The Tsunami saw its tournament ride cut short by Finch’s Aces 18U-Cahill in the semifinals and finished the weekend 2-3.
Kayleigh McClain ignored pain in her wrist and lasted all five innings for the East Coast Tsunami.
The Bullets, who in pool play lost to the Tsunami, 1-0, and suffered a heartbreaking 7-5 loss to eventual champion Central PA Havoc Elite, concluded their weekend 0-4.
The Tsunami set the tone early in the quarterfinal with four runs in the bottom of the first inning, ensuring there would be no repeat of their narrow pool play victory over the Bullets from Saturday.
Katie Gronda ignited the four-run rally with an RBI groundout, Emma Politz stroked an RBI single, and Olivia Blanco capped her nine-pitch at bat with a ringing, two-out, two-run single.
“Even though we beat them yesterday, we felt we should have done better,” Gronda said. “We worked on the things we didn’t do correctly, and we came in here not with the confidence we won yesterday, but with a vengeance we should have beaten them more. Intensity the whole game was very high and that’s what put us over the edge.”
The Bullets responded in their next at bat by cutting their deficit in half, as Ashley Diaz and Madi Saraceno both scored on a two-out infield error in the top half of the second.
The Tsunami was not done building its lead.
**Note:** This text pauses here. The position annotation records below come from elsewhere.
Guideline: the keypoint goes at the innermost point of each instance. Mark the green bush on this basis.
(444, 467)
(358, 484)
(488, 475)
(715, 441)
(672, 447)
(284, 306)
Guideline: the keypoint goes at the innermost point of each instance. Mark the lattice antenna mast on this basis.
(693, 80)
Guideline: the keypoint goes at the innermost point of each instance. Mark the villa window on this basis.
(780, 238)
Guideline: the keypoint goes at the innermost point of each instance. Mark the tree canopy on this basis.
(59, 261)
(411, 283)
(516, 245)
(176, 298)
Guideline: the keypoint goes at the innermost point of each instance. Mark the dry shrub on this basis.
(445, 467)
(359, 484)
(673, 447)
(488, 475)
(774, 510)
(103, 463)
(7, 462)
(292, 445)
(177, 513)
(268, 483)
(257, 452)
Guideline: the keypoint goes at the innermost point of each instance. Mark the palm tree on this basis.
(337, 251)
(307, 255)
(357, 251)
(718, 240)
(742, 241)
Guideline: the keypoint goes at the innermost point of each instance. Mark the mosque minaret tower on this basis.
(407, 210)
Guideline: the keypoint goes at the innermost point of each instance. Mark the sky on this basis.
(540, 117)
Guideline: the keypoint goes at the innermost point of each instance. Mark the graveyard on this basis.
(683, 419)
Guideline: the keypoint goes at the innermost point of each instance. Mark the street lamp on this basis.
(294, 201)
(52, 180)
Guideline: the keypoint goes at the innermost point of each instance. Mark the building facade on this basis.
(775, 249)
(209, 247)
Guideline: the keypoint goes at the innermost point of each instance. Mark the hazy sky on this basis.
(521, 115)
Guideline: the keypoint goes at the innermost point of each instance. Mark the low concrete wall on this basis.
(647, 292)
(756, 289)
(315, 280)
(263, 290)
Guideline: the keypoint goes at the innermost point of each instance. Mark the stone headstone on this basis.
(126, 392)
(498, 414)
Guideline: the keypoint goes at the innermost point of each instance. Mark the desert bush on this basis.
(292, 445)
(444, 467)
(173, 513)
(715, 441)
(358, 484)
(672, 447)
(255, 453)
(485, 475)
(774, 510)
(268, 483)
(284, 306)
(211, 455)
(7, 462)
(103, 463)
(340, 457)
Gronda added an RBI single in the third inning, and in the fourth, Blanco drove in a run with a groundout and Rebecca Dasti added a sacrifice fly for a 7-2 lead.
The Bullets’ last offensive gasp came in the fourth, as Diaz scored from first on an infield throwing error and Cait Leay tacked on an RBI single.
Luci Magnotta pitched well in relief for the Bullets, throwing 2⅔ scoreless innings with no hits or walks allowed and two strikeouts.